Children and young adults beginning antipsychotic treatment for diagnoses other than schizophrenia were significantly more likely to die unexpectedly than other youths, according to a retrospective study of Medicaid enrollees in Tennessee.
Among some 247,000 individuals ages 5 to 24, those who received chlorpromazine-equivalent doses of antipsychotics higher than 50 mg (“high dose”) showed a hazard ratio for death of 1.80 (95% CI 1.06-3.07, P<0.001) compared with youths receiving other types of drugs (controls), reported Wayne Ray, PhD, of Vanderbilt University in Nashville, and colleagues.
Unexpected deaths other than suicide and injury accounted for virtually all the differences in all-cause mortality. These included deaths from cardiovascular events, unintentional drug overdoses, and a smattering of other causes. Together these comprised about half the deaths in the high-dose group versus one-third of those in controls, they wrote in JAMA Psychiatry.
After adjusting for exposure duration and other factors, the risk of unexpected death was 3.51 times greater with high-dose antipsychotics (95% CI 1.54-7.96). Risk of death from injuries or suicides, however, was not increased (HR 1.03, 95% CI 0.53-2.01).
Notably, risks remained low in absolute terms. Out of approximately 27,000 person-years of exposure in the high-dose group, 40 died, versus 67 with 123,000 person-years of exposure in controls. Ray and colleagues calculated a number-needed-to-harm (NNH) of 2,283 for all-cause death. NNH values for more specific causes of death ranged from 2,229 for cardiovascular events to nearly 100,000 for injury or suicide.
There were only eight deaths in patients receiving low-dose antipsychotics (less than 50 mg in chlorpromazine equivalents), with rates not differing significantly from controls; consequently, the researchers focused most of their report on the high-dose group.
“Antipsychotics are prescribed very frequently for children and young adults and in 2010, there were more than 1 million in this age group who received these medications,” Ray told MedPage Today. “The diagnoses for which they receive them are often diagnoses for which other treatments are available, and what we know about the pharmacology of antipsychotics is that they potentially have very dangerous adverse effects.”
Youths with schizophrenia, severe somatic illness, or Tourette syndrome were excluded. The most common diagnoses among youths receiving antipsychotics was attention deficit-hyperactivity disorder, followed by mood disorders (depression and others), bipolar disorder, and anxiety conditions. Most had received other drugs as well.
Ray said unexpected deaths could be an indicator of adverse effects caused by a medication. Since antipsychotics can cause weight gain and diabetes, arrhythmia, and respiratory depression — which can be rapidly fatal — he underscored the importance of physicians following guidelines for careful use of antipsychotics, and considering other options when they are available.
Barbara Geller, MD, of Washington University in St.
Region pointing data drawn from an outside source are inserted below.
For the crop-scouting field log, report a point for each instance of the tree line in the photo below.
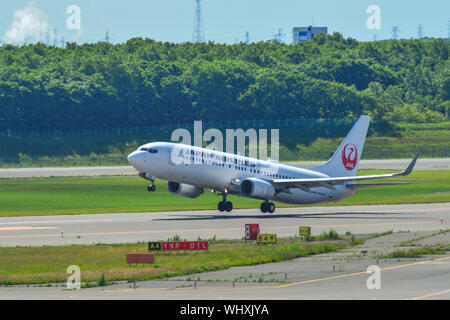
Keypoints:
(144, 82)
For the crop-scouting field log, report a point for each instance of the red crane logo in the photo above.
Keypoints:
(349, 156)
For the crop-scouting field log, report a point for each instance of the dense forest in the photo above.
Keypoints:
(142, 82)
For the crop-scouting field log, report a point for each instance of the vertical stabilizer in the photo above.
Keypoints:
(345, 161)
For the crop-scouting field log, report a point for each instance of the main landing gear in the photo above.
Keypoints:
(151, 187)
(267, 206)
(225, 205)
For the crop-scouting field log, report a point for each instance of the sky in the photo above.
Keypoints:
(224, 21)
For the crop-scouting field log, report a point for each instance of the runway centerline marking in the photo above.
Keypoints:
(432, 294)
(340, 209)
(206, 229)
(25, 228)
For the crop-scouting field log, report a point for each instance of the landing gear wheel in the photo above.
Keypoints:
(228, 206)
(225, 205)
(263, 207)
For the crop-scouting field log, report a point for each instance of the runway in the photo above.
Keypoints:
(133, 227)
(393, 164)
(336, 275)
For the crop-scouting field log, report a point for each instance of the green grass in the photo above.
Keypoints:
(40, 265)
(55, 196)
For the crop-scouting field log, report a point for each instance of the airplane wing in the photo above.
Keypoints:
(305, 184)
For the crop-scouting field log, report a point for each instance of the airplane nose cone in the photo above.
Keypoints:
(132, 157)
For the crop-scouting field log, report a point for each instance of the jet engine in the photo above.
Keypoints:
(257, 188)
(184, 190)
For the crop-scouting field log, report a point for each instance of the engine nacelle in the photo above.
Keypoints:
(184, 190)
(257, 188)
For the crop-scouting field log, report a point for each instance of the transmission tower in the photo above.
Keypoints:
(198, 34)
(107, 38)
(394, 32)
(420, 32)
(47, 38)
(278, 36)
(448, 29)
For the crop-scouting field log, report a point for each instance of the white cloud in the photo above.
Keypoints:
(30, 24)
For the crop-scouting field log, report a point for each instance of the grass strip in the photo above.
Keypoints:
(43, 265)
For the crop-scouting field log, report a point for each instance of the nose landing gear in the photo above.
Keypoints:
(225, 205)
(267, 206)
(151, 187)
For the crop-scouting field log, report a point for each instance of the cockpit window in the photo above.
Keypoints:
(151, 150)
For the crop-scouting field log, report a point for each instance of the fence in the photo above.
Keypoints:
(231, 124)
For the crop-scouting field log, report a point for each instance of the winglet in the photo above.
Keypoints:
(411, 166)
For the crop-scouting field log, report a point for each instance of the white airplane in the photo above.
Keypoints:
(189, 170)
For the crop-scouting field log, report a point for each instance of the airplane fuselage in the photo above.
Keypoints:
(223, 172)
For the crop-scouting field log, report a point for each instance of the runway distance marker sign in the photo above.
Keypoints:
(304, 230)
(154, 246)
(266, 238)
(184, 245)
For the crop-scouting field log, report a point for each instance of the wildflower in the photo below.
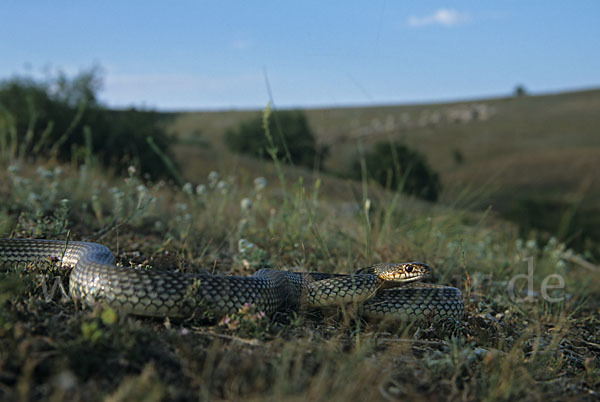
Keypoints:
(223, 186)
(200, 189)
(246, 204)
(188, 189)
(213, 178)
(245, 246)
(260, 183)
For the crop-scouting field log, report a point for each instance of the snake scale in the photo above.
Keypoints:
(387, 290)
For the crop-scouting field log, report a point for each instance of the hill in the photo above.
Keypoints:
(531, 158)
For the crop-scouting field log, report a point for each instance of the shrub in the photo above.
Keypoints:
(51, 118)
(298, 138)
(395, 166)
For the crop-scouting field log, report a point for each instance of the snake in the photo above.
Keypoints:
(382, 291)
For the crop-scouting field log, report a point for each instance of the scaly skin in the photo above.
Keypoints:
(95, 278)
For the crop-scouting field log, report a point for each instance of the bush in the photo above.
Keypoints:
(249, 138)
(50, 118)
(395, 166)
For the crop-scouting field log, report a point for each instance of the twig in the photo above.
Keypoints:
(251, 342)
(581, 262)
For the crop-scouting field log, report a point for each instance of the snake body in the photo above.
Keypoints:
(95, 278)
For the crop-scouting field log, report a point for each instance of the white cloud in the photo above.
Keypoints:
(182, 91)
(444, 16)
(241, 44)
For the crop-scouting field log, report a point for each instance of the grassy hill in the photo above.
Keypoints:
(535, 340)
(533, 159)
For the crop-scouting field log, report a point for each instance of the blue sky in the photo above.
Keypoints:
(198, 55)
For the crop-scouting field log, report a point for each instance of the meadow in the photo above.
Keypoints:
(238, 214)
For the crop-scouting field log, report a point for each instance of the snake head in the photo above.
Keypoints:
(394, 274)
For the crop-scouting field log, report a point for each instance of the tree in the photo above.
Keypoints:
(51, 118)
(395, 166)
(291, 135)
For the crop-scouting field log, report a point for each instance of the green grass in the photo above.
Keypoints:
(532, 149)
(503, 350)
(228, 223)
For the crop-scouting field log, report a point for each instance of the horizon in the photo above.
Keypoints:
(232, 56)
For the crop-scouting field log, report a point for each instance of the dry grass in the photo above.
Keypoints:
(503, 350)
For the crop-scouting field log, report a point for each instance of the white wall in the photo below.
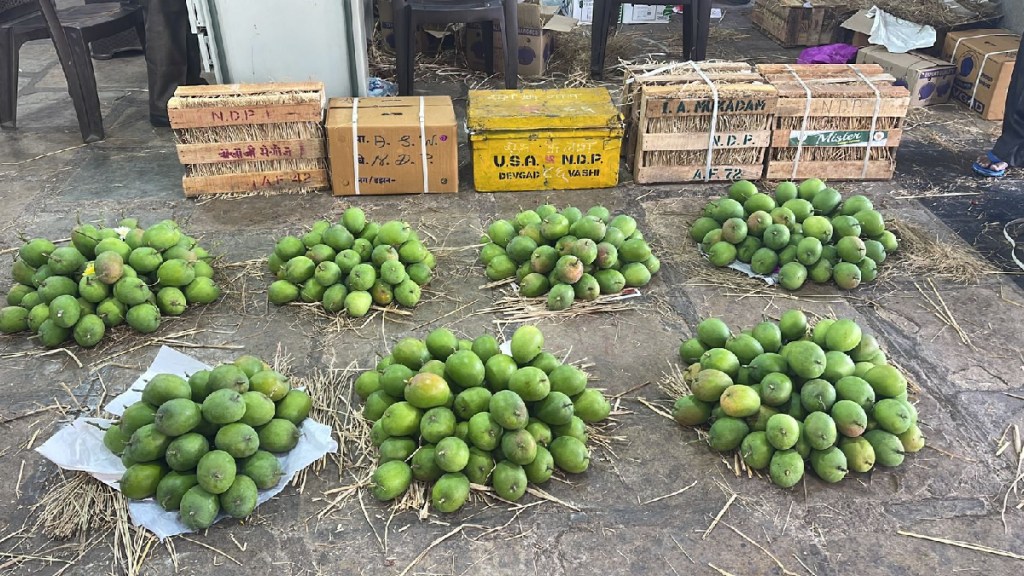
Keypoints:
(1013, 17)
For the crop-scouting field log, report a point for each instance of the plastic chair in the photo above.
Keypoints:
(71, 29)
(696, 24)
(411, 13)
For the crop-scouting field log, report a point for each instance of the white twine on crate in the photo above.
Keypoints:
(977, 81)
(355, 144)
(875, 119)
(423, 150)
(714, 118)
(803, 124)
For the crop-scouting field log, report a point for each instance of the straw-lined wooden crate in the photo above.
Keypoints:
(674, 128)
(237, 138)
(794, 23)
(841, 122)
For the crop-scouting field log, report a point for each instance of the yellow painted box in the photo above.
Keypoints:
(544, 139)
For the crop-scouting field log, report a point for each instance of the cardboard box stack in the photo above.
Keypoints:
(392, 146)
(537, 42)
(930, 80)
(676, 133)
(426, 39)
(544, 139)
(984, 63)
(842, 122)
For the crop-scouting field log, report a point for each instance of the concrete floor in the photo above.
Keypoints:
(969, 394)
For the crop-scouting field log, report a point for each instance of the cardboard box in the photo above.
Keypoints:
(536, 40)
(984, 60)
(642, 13)
(389, 155)
(583, 10)
(930, 80)
(568, 138)
(427, 40)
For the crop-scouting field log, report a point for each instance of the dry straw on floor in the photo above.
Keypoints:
(922, 252)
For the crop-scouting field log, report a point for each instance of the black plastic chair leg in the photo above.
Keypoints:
(402, 48)
(689, 29)
(487, 40)
(8, 81)
(87, 98)
(511, 30)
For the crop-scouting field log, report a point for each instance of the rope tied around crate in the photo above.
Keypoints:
(875, 118)
(714, 118)
(423, 149)
(803, 124)
(355, 144)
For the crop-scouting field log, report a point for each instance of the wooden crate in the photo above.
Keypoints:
(828, 132)
(792, 24)
(670, 110)
(236, 138)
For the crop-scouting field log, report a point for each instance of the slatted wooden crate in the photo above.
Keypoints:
(841, 122)
(237, 138)
(793, 23)
(670, 112)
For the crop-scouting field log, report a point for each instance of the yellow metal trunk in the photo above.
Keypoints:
(544, 139)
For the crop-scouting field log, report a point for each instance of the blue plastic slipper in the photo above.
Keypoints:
(987, 170)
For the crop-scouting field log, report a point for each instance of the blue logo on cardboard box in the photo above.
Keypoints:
(967, 66)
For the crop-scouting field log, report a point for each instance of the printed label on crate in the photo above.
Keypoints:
(722, 173)
(683, 107)
(839, 137)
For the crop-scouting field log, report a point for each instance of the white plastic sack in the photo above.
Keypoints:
(79, 446)
(897, 35)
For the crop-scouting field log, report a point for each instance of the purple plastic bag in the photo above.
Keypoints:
(829, 53)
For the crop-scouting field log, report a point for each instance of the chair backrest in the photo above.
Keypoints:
(10, 9)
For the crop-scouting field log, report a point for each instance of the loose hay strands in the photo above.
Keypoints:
(673, 383)
(332, 405)
(962, 544)
(942, 312)
(762, 548)
(571, 59)
(718, 518)
(923, 253)
(1012, 487)
(670, 495)
(81, 506)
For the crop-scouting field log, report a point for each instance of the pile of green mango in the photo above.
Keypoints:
(568, 254)
(805, 232)
(784, 393)
(107, 277)
(351, 264)
(208, 444)
(453, 412)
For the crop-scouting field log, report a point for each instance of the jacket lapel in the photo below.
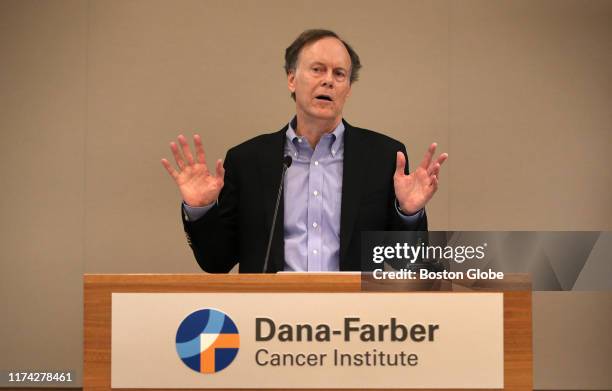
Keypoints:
(270, 169)
(353, 170)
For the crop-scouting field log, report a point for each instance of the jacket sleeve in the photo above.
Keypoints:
(214, 237)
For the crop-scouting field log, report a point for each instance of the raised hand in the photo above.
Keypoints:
(415, 190)
(197, 185)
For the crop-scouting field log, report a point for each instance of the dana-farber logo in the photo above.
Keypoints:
(207, 341)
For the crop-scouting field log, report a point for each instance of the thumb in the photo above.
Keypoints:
(219, 169)
(400, 163)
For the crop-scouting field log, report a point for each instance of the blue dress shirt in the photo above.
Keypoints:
(312, 202)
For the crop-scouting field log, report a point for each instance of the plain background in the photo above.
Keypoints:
(519, 93)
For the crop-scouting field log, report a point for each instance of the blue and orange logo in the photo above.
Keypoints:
(207, 341)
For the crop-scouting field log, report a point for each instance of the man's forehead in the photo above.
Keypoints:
(328, 50)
Louis, noted in an accompanying editorial that the effects of certain medications such as aripiprazole (Abilify) can affect children more severely because their prefrontal cortices are less developed than adults, which is particularly important since many psychotic disorders require youths to take antipsychotic medication for several decades.
“Intuitively, many consider child psychiatry as a subspecialty that deals with little patients and little problems, but the reality is that psychiatrically ill children are not adult ‘lite,'” she wrote. “Rather, they have the same disorders as adults, including those that have pediatric U.S. Food and Drug Administration indications for antipsychotic use [such as] schizophrenia [and] bipolar disorder.”
Geller pointed out the possibility that some deaths reported in this study could have been undetected suicides, as mood disorders and ADHD are risk factors for childhood suicide. Additionally, she noted that a portion of the deaths could have been the result of undetected overdoses, particularly since children in the high-dose group had a greater risk of cardiovascular death compared to controls (HR 4.29, 95% CI 1.33-13.89).
This study used data from the Tennessee Medicaid enrollment, pharmacy, hospital, outpatient, and nursing home files linked to death certificates. Youths whose records indicated new antipsychotic prescriptions were included, as long as they had been in Medicaid at least one year.
A majority of patients in all groups were male (control: 56.6%, low-dose: 67.7%, high-dose: 60.8%), and the average age was 12 years in the control group, 11.7 years in the low-dose group (less than 50 mg in chlorpromazine equivalents), and 14.5 years in the high-dose group, the authors reported.
Geller noted that future investigations should include physical, as well as psychological autopsies and include larger sample sizes across subgroups, in order to determine whether children, adolescents, or young adults are at a higher risk.
The authors acknowledged the study’s limitations, including the use of Medicaid data, which lack information on potentially relevant patient characteristics such as body mass index, family histories, or cardiovascular abnormalities. They also noted that the small number of deaths made it impossible to examine associations with dose, potential drug interactions, or individual antipsychotics, which produce differing adverse cardiovascular and metabolic events.
The authors reported no disclosures.
The study was supported by grants from the National Heart, Lung, and Blood Institute and the National Institute for Child Health and Human Development.